On en apprend tous les jours, selon Wikipedia la bile d’ours est très utilisée en médecine traditionnelle en Chine pour calmer certaines inflammations, et dissoudre les calculs biliaires et rénaux. La bile d’ours est utilisée aussi comme aphrodisiaque (je connaissais pour les penis de cerfs, … par personnellement hein !), et serait exploitée dans différents produits marketing. Des fermes à ours seraient ainsi assez nombreuses, pour récolter cette bile, souvent par un cathéter directement relié à la vésicule biliaire.

Références

ECN Item 258 : lithiase biliaire et ses complications, support de cours

Lithiase biliaire, infection des voies biliaires, pancréatite, support de cours

Lithiase biliaire et complications

SNFGE : recommandations sur la prise en charge de la lithiase biliaire

Douleur abdominale aiguë le point de vue de l’urgentiste (présentation)

Échographie abdomino- pelvienne d’urgence. Principales indications , Echographie abdominale en 1ère intention (pelvis exclu) : indications , SFMU

Mallin M, Dawson M, Introduction to bedside ultrasound, chapter 2 , iTunes store

Médias

La vidéo suivante a tendance à se figer quand elle est lue directement depuis la page ou même depuis Vimeo, mais elle est téléchargeable (en basse résolution) sur Viméo ici : http://vimeo.com/1086228

Autre vidéo de pathologie de la voie biliaire en échographie (la voix off parle vraiment vite il faut mettre en pause souvent)

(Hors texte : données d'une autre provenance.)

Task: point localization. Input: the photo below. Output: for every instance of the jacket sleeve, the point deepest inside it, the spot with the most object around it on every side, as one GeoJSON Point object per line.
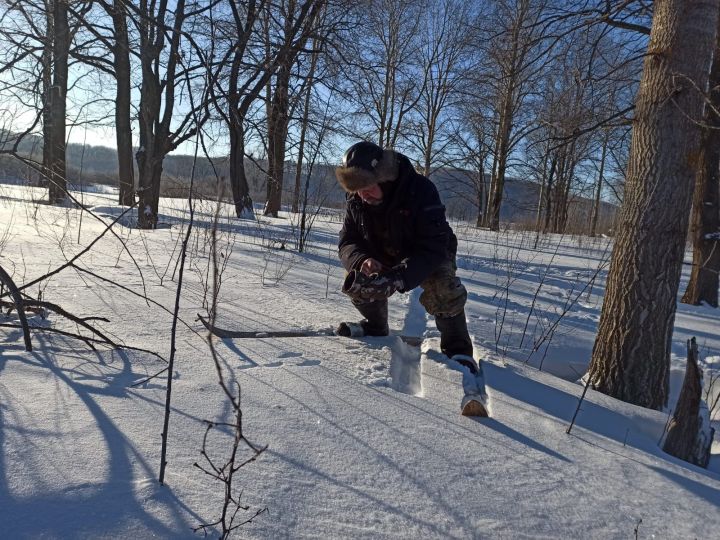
{"type": "Point", "coordinates": [352, 247]}
{"type": "Point", "coordinates": [432, 236]}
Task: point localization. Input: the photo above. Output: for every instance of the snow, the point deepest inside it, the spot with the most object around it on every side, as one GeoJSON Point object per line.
{"type": "Point", "coordinates": [364, 437]}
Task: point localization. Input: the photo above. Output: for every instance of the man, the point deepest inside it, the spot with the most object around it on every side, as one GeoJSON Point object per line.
{"type": "Point", "coordinates": [395, 237]}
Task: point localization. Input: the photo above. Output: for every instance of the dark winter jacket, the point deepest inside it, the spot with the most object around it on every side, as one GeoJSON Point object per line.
{"type": "Point", "coordinates": [408, 228]}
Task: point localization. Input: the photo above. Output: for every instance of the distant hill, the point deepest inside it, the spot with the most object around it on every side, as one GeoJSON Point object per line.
{"type": "Point", "coordinates": [98, 164]}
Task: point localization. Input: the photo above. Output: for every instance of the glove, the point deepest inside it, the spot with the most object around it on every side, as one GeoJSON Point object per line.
{"type": "Point", "coordinates": [364, 288]}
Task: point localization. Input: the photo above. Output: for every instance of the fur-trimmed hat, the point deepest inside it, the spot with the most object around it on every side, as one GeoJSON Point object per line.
{"type": "Point", "coordinates": [365, 164]}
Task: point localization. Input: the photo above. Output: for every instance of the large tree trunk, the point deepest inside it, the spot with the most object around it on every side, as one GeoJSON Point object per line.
{"type": "Point", "coordinates": [58, 92]}
{"type": "Point", "coordinates": [631, 356]}
{"type": "Point", "coordinates": [123, 128]}
{"type": "Point", "coordinates": [705, 220]}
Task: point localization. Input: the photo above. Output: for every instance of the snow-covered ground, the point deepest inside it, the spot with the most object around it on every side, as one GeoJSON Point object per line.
{"type": "Point", "coordinates": [364, 437]}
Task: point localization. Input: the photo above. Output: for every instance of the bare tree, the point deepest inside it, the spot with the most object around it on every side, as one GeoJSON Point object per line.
{"type": "Point", "coordinates": [631, 356]}
{"type": "Point", "coordinates": [444, 60]}
{"type": "Point", "coordinates": [247, 76]}
{"type": "Point", "coordinates": [705, 219]}
{"type": "Point", "coordinates": [514, 56]}
{"type": "Point", "coordinates": [123, 127]}
{"type": "Point", "coordinates": [280, 101]}
{"type": "Point", "coordinates": [160, 60]}
{"type": "Point", "coordinates": [383, 73]}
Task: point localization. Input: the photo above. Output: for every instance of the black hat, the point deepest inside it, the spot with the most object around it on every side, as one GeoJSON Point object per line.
{"type": "Point", "coordinates": [365, 164]}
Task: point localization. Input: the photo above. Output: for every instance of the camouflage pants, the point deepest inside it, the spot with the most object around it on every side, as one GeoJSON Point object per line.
{"type": "Point", "coordinates": [443, 294]}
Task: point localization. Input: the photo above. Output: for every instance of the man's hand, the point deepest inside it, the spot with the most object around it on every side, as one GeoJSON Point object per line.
{"type": "Point", "coordinates": [364, 288]}
{"type": "Point", "coordinates": [371, 266]}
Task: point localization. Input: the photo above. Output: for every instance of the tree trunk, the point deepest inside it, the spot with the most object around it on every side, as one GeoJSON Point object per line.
{"type": "Point", "coordinates": [631, 356]}
{"type": "Point", "coordinates": [684, 438]}
{"type": "Point", "coordinates": [598, 187]}
{"type": "Point", "coordinates": [277, 138]}
{"type": "Point", "coordinates": [303, 127]}
{"type": "Point", "coordinates": [123, 128]}
{"type": "Point", "coordinates": [501, 152]}
{"type": "Point", "coordinates": [47, 69]}
{"type": "Point", "coordinates": [58, 92]}
{"type": "Point", "coordinates": [549, 194]}
{"type": "Point", "coordinates": [705, 219]}
{"type": "Point", "coordinates": [238, 179]}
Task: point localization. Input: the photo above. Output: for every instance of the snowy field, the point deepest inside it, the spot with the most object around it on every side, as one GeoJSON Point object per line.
{"type": "Point", "coordinates": [354, 449]}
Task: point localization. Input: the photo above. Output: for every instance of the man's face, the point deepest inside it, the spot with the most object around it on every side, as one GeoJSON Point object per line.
{"type": "Point", "coordinates": [371, 195]}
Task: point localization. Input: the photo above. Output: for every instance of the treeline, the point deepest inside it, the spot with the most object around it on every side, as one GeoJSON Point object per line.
{"type": "Point", "coordinates": [529, 89]}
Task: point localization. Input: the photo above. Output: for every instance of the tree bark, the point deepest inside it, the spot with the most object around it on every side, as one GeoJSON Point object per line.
{"type": "Point", "coordinates": [277, 138]}
{"type": "Point", "coordinates": [631, 355]}
{"type": "Point", "coordinates": [123, 128]}
{"type": "Point", "coordinates": [304, 125]}
{"type": "Point", "coordinates": [598, 186]}
{"type": "Point", "coordinates": [705, 219]}
{"type": "Point", "coordinates": [502, 149]}
{"type": "Point", "coordinates": [58, 91]}
{"type": "Point", "coordinates": [683, 434]}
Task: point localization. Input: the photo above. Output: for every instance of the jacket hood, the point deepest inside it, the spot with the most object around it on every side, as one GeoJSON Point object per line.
{"type": "Point", "coordinates": [353, 179]}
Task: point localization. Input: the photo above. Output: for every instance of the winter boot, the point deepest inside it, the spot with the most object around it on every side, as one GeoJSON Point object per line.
{"type": "Point", "coordinates": [454, 337]}
{"type": "Point", "coordinates": [374, 324]}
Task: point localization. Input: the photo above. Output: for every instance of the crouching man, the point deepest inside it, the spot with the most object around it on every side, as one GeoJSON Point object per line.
{"type": "Point", "coordinates": [395, 237]}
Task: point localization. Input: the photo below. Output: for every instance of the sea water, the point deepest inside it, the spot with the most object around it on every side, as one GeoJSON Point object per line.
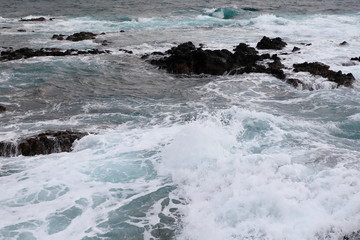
{"type": "Point", "coordinates": [173, 156]}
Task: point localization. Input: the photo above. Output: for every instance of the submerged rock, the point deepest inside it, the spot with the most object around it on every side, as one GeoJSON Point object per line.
{"type": "Point", "coordinates": [39, 19]}
{"type": "Point", "coordinates": [296, 49]}
{"type": "Point", "coordinates": [2, 109]}
{"type": "Point", "coordinates": [187, 59]}
{"type": "Point", "coordinates": [9, 55]}
{"type": "Point", "coordinates": [271, 43]}
{"type": "Point", "coordinates": [81, 36]}
{"type": "Point", "coordinates": [76, 37]}
{"type": "Point", "coordinates": [44, 143]}
{"type": "Point", "coordinates": [323, 70]}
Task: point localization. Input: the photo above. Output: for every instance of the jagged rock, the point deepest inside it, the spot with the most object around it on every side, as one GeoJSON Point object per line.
{"type": "Point", "coordinates": [296, 49]}
{"type": "Point", "coordinates": [2, 109]}
{"type": "Point", "coordinates": [76, 37]}
{"type": "Point", "coordinates": [320, 69]}
{"type": "Point", "coordinates": [81, 36]}
{"type": "Point", "coordinates": [40, 19]}
{"type": "Point", "coordinates": [44, 143]}
{"type": "Point", "coordinates": [271, 43]}
{"type": "Point", "coordinates": [11, 54]}
{"type": "Point", "coordinates": [163, 233]}
{"type": "Point", "coordinates": [58, 36]}
{"type": "Point", "coordinates": [125, 51]}
{"type": "Point", "coordinates": [186, 59]}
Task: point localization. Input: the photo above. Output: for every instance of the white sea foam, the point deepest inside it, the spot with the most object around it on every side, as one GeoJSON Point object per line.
{"type": "Point", "coordinates": [244, 178]}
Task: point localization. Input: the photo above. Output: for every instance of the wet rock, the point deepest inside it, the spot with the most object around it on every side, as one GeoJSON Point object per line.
{"type": "Point", "coordinates": [44, 143]}
{"type": "Point", "coordinates": [58, 36]}
{"type": "Point", "coordinates": [244, 55]}
{"type": "Point", "coordinates": [10, 54]}
{"type": "Point", "coordinates": [271, 43]}
{"type": "Point", "coordinates": [125, 51]}
{"type": "Point", "coordinates": [296, 49]}
{"type": "Point", "coordinates": [40, 19]}
{"type": "Point", "coordinates": [187, 59]}
{"type": "Point", "coordinates": [298, 83]}
{"type": "Point", "coordinates": [105, 43]}
{"type": "Point", "coordinates": [165, 219]}
{"type": "Point", "coordinates": [320, 69]}
{"type": "Point", "coordinates": [81, 36]}
{"type": "Point", "coordinates": [2, 109]}
{"type": "Point", "coordinates": [163, 233]}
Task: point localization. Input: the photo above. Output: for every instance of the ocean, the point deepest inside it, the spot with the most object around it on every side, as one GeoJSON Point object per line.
{"type": "Point", "coordinates": [174, 156]}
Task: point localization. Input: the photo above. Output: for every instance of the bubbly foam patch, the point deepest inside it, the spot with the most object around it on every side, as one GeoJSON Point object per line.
{"type": "Point", "coordinates": [251, 177]}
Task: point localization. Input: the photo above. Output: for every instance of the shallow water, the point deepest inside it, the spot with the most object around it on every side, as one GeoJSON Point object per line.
{"type": "Point", "coordinates": [181, 157]}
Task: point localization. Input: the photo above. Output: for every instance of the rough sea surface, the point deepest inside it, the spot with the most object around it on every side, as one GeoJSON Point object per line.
{"type": "Point", "coordinates": [193, 157]}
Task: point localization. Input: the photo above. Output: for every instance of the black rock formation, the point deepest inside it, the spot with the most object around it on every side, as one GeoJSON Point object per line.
{"type": "Point", "coordinates": [44, 143]}
{"type": "Point", "coordinates": [76, 37]}
{"type": "Point", "coordinates": [81, 36]}
{"type": "Point", "coordinates": [40, 19]}
{"type": "Point", "coordinates": [2, 109]}
{"type": "Point", "coordinates": [187, 59]}
{"type": "Point", "coordinates": [11, 54]}
{"type": "Point", "coordinates": [271, 43]}
{"type": "Point", "coordinates": [320, 69]}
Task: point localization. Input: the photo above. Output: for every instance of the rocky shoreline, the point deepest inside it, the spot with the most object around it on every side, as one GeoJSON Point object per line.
{"type": "Point", "coordinates": [187, 59]}
{"type": "Point", "coordinates": [43, 143]}
{"type": "Point", "coordinates": [182, 59]}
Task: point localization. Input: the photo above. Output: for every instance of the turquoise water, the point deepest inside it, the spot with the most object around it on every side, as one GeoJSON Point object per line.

Cours sur la sémiologie radiologique du foie et des voies biliaires

2 commentaires sur “Lithiase biliaire -1- physiopathologie et colique hépatique

  1. christian
    5 juin 2017

    bonjour,j’a 83 ans,concerné par des douleurs importantes plus d’un an,aprés cholocysecthomie (faites le 14 janvier 2016,aprés trois violentes crises avec T°+39 pancréatites etc: asats ,Gamma Gt et chimie du pancréa degradée.)
    douleurs,idem et plus violentes qu’avant l’operation,la derniere hospitalisation fut le 28/02/17 ,avec 39,9 de T° ,mise sous perfu,Bili IRM,cholangio directe dans le duodenum, et enfin medecine nucleaire pour voir les parcours de la bile,resultats:tout est bon,retour à mon domicile, avec comme traitement (acide biliaire:orsolvan 200,6 gellules par jour ,plus 3 debridats 200 mg par jour jusqu’au 5/09/17,et avec le conseil suivant:mangez ce que vous aimé,( j’avais perdu plus de 20kgs en un an(10 hospitalisations,soit 10 semaines de jeun à chaque fois),donc depuis 3 mois avec ce complement d’acide biliaire,et du long cours en debridat,tout semble bien se passer,j’ai repris environ 4 kilos. j’étais certe trop lourd avant le commencement de tout cela(85 kilos)
    Aucun des examens que j’ai subit ne demontre une implication evidente,d’un disfonctionnement du Sphincter de Oddi…je vous remercie ,pour les lectures que vous donnez aux patients.mes salutations.

    • Tom O'Graphy
      13 juin 2017

      C’est difficile de parler de cas particuliers quand on veut faire un site de « base » d’explications. La médecine est complexe et on trouvera toujours des cas particuliers qui défient la logique de ce qu’on nous a appris dans nos études. Bon rétablissement.